Aires vai além, discutindo o julgamento como uma performance muitas vezes influenciada pela vaidade pessoal dos magistrados, que buscam afirmar sua autoridade através de uma gravidade ostensiva. “Revista-se embora o soberbo magistrado de um semblante rugoso, implacável,” ele descreve, criticando a postura artificial adotada por alguns na tentativa de ganhar respeito e admiração. Este comportamento, segundo Aires, pode levar a uma aplicação da justiça que é desprovida de verdadeira moralidade e empatia, restrita a manter uma imagem de rigor e seriedade.

Com acidez, Aires pondera: “A fortuna, o tempo, a ocasião, o humor, a hora têm mais parte nas decisões, do que a lei, a verdade, e a justiça; esta, ou a sua imagem simbólica, em uma mão tem a balança, e na outra a espada: mas [o] que pesa na balança?” E mais adiante responde: “A espada depende da justeza da balança e assim vem a depender de um instrumento inútil: sim, depende de uma balança certa, para saber o como, o quando, e em que caso há de ferir; mas, para nosso mal, (…) não porque deixe de haver homens justos, a justiça verdadeiramente não se pode pesar; é um ato de discurso e este, em cada homem, é sempre incerto, vago e vacilante.”

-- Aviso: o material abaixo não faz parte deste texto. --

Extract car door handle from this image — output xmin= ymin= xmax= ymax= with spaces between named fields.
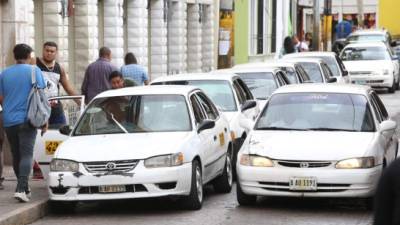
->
xmin=224 ymin=127 xmax=227 ymax=133
xmin=213 ymin=135 xmax=217 ymax=141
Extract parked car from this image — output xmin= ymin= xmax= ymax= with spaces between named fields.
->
xmin=283 ymin=52 xmax=351 ymax=84
xmin=261 ymin=60 xmax=312 ymax=84
xmin=345 ymin=29 xmax=396 ymax=47
xmin=48 ymin=86 xmax=233 ymax=210
xmin=151 ymin=73 xmax=260 ymax=173
xmin=282 ymin=58 xmax=337 ymax=83
xmin=340 ymin=42 xmax=400 ymax=93
xmin=237 ymin=84 xmax=398 ymax=205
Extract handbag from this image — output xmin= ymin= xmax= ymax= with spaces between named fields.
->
xmin=27 ymin=66 xmax=51 ymax=128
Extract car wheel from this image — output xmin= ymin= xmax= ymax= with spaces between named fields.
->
xmin=233 ymin=137 xmax=245 ymax=178
xmin=213 ymin=151 xmax=233 ymax=193
xmin=236 ymin=182 xmax=256 ymax=206
xmin=389 ymin=80 xmax=396 ymax=93
xmin=365 ymin=197 xmax=374 ymax=210
xmin=181 ymin=160 xmax=203 ymax=210
xmin=49 ymin=201 xmax=77 ymax=214
xmin=396 ymin=79 xmax=400 ymax=90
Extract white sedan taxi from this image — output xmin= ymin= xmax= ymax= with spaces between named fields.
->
xmin=48 ymin=86 xmax=233 ymax=210
xmin=237 ymin=84 xmax=398 ymax=205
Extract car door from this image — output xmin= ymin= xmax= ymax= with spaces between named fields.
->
xmin=370 ymin=92 xmax=397 ymax=163
xmin=194 ymin=91 xmax=229 ymax=180
xmin=33 ymin=96 xmax=85 ymax=178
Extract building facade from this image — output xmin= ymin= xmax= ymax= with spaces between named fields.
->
xmin=0 ymin=0 xmax=220 ymax=86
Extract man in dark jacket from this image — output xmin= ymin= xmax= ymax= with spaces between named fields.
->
xmin=373 ymin=158 xmax=400 ymax=225
xmin=81 ymin=47 xmax=117 ymax=104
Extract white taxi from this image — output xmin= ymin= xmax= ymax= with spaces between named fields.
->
xmin=237 ymin=84 xmax=398 ymax=205
xmin=48 ymin=86 xmax=233 ymax=210
xmin=151 ymin=73 xmax=260 ymax=173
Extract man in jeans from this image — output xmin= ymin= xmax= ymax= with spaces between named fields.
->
xmin=0 ymin=44 xmax=46 ymax=202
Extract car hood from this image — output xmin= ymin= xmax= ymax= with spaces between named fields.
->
xmin=244 ymin=131 xmax=375 ymax=161
xmin=343 ymin=60 xmax=393 ymax=72
xmin=55 ymin=132 xmax=192 ymax=162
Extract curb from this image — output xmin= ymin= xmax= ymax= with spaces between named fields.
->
xmin=0 ymin=199 xmax=49 ymax=225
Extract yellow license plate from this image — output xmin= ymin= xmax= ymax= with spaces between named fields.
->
xmin=45 ymin=141 xmax=62 ymax=155
xmin=289 ymin=177 xmax=317 ymax=191
xmin=99 ymin=185 xmax=126 ymax=193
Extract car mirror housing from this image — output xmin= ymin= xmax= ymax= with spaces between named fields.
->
xmin=241 ymin=100 xmax=257 ymax=112
xmin=327 ymin=77 xmax=337 ymax=83
xmin=197 ymin=120 xmax=215 ymax=133
xmin=379 ymin=120 xmax=397 ymax=133
xmin=342 ymin=70 xmax=349 ymax=76
xmin=59 ymin=125 xmax=72 ymax=136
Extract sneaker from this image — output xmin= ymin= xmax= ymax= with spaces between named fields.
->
xmin=14 ymin=192 xmax=30 ymax=203
xmin=25 ymin=188 xmax=31 ymax=198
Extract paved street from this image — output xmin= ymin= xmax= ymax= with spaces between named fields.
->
xmin=28 ymin=90 xmax=400 ymax=225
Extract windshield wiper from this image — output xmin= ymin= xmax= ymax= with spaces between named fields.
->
xmin=256 ymin=126 xmax=307 ymax=131
xmin=256 ymin=97 xmax=268 ymax=100
xmin=307 ymin=127 xmax=358 ymax=132
xmin=109 ymin=113 xmax=128 ymax=133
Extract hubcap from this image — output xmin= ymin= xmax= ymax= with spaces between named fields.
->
xmin=226 ymin=155 xmax=233 ymax=186
xmin=195 ymin=166 xmax=203 ymax=202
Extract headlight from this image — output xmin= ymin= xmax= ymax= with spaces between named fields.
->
xmin=50 ymin=159 xmax=79 ymax=172
xmin=144 ymin=153 xmax=184 ymax=168
xmin=335 ymin=157 xmax=375 ymax=169
xmin=240 ymin=154 xmax=274 ymax=167
xmin=382 ymin=69 xmax=390 ymax=75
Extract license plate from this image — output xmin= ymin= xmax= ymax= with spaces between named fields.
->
xmin=354 ymin=80 xmax=366 ymax=85
xmin=98 ymin=185 xmax=126 ymax=193
xmin=45 ymin=141 xmax=62 ymax=155
xmin=289 ymin=177 xmax=317 ymax=191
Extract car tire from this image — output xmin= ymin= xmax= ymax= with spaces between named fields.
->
xmin=365 ymin=197 xmax=374 ymax=210
xmin=236 ymin=182 xmax=256 ymax=206
xmin=396 ymin=79 xmax=400 ymax=90
xmin=49 ymin=201 xmax=77 ymax=214
xmin=213 ymin=152 xmax=233 ymax=193
xmin=233 ymin=137 xmax=245 ymax=179
xmin=181 ymin=160 xmax=203 ymax=210
xmin=389 ymin=80 xmax=396 ymax=93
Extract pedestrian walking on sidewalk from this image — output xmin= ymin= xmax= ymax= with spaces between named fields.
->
xmin=373 ymin=158 xmax=400 ymax=225
xmin=0 ymin=44 xmax=47 ymax=202
xmin=37 ymin=41 xmax=79 ymax=126
xmin=81 ymin=47 xmax=117 ymax=104
xmin=121 ymin=52 xmax=149 ymax=86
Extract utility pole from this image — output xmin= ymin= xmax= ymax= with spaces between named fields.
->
xmin=313 ymin=0 xmax=321 ymax=51
xmin=323 ymin=0 xmax=332 ymax=51
xmin=357 ymin=0 xmax=364 ymax=28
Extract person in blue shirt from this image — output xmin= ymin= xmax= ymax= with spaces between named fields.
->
xmin=335 ymin=19 xmax=352 ymax=39
xmin=121 ymin=53 xmax=149 ymax=85
xmin=0 ymin=44 xmax=46 ymax=202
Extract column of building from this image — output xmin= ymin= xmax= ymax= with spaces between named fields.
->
xmin=103 ymin=0 xmax=124 ymax=67
xmin=167 ymin=1 xmax=187 ymax=74
xmin=73 ymin=0 xmax=98 ymax=86
xmin=187 ymin=3 xmax=202 ymax=73
xmin=150 ymin=0 xmax=168 ymax=80
xmin=126 ymin=0 xmax=148 ymax=67
xmin=201 ymin=3 xmax=214 ymax=72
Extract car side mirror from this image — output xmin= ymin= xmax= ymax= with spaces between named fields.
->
xmin=327 ymin=77 xmax=337 ymax=83
xmin=379 ymin=120 xmax=397 ymax=133
xmin=59 ymin=125 xmax=72 ymax=136
xmin=342 ymin=70 xmax=349 ymax=76
xmin=241 ymin=100 xmax=257 ymax=112
xmin=197 ymin=120 xmax=215 ymax=133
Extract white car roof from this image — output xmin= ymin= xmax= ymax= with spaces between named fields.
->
xmin=229 ymin=63 xmax=281 ymax=73
xmin=273 ymin=83 xmax=370 ymax=95
xmin=94 ymin=85 xmax=200 ymax=99
xmin=151 ymin=72 xmax=238 ymax=83
xmin=343 ymin=42 xmax=388 ymax=49
xmin=283 ymin=52 xmax=337 ymax=58
xmin=350 ymin=29 xmax=388 ymax=36
xmin=281 ymin=58 xmax=324 ymax=64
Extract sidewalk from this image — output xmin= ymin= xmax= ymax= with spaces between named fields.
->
xmin=0 ymin=166 xmax=49 ymax=225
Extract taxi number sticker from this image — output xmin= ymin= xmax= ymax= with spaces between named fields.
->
xmin=45 ymin=141 xmax=62 ymax=155
xmin=219 ymin=133 xmax=225 ymax=146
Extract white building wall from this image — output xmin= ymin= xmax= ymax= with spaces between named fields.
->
xmin=103 ymin=0 xmax=124 ymax=67
xmin=126 ymin=0 xmax=148 ymax=67
xmin=168 ymin=1 xmax=187 ymax=74
xmin=150 ymin=0 xmax=168 ymax=80
xmin=73 ymin=0 xmax=98 ymax=87
xmin=201 ymin=4 xmax=214 ymax=72
xmin=187 ymin=4 xmax=202 ymax=73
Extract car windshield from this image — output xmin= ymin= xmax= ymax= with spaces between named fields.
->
xmin=236 ymin=72 xmax=278 ymax=99
xmin=347 ymin=34 xmax=386 ymax=43
xmin=298 ymin=62 xmax=323 ymax=83
xmin=255 ymin=93 xmax=375 ymax=132
xmin=340 ymin=46 xmax=391 ymax=61
xmin=154 ymin=80 xmax=237 ymax=111
xmin=74 ymin=95 xmax=192 ymax=135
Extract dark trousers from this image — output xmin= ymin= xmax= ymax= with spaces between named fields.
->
xmin=5 ymin=123 xmax=37 ymax=192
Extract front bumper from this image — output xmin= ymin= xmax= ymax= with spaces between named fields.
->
xmin=350 ymin=74 xmax=393 ymax=88
xmin=48 ymin=161 xmax=192 ymax=201
xmin=237 ymin=164 xmax=381 ymax=198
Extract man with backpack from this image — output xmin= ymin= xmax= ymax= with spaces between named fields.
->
xmin=0 ymin=44 xmax=47 ymax=202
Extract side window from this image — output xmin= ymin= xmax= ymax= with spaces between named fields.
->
xmin=232 ymin=81 xmax=246 ymax=104
xmin=369 ymin=95 xmax=383 ymax=123
xmin=195 ymin=92 xmax=219 ymax=120
xmin=371 ymin=92 xmax=389 ymax=120
xmin=278 ymin=71 xmax=290 ymax=85
xmin=190 ymin=95 xmax=206 ymax=124
xmin=236 ymin=79 xmax=253 ymax=100
xmin=335 ymin=55 xmax=347 ymax=74
xmin=321 ymin=63 xmax=333 ymax=79
xmin=296 ymin=65 xmax=310 ymax=82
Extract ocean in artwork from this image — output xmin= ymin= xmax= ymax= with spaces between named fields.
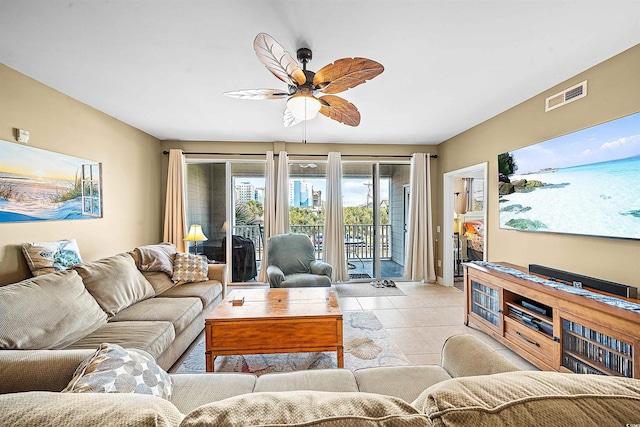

Matias Aires oferece uma crítica da prática da justiça, relevante em um contexto em que a ética judicial é desafiada pela busca de aplauso. Suas reflexões convidam a questionar as verdadeiras motivações por trás das ações dos magistrados (e demais atores jurídicos), sugerindo que a verdadeira justiça exige um compromisso constante com a integridade, além da vigilância contra as influências corruptoras da vaidade. Ao se mergulhar nas “Reflexões sobre a Vaidade dos Homens”, há um convite a considerar como a integridade pessoal e a ética profissional são fundamentais para a prática da justiça num sistema onde as aparências muitas vezes têm mais peso do que a realidade.

A abordagem de Aires prenuncia muitas ideias presentes na psicologia contemporânea sobre o self e a identidade. Sua obra oferece uma visão de como os indivíduos constroem suas identidades através de uma mistura de autoavaliação e percepção externa, um tema que ressoa na era da cultura da imagem e do narcisismo.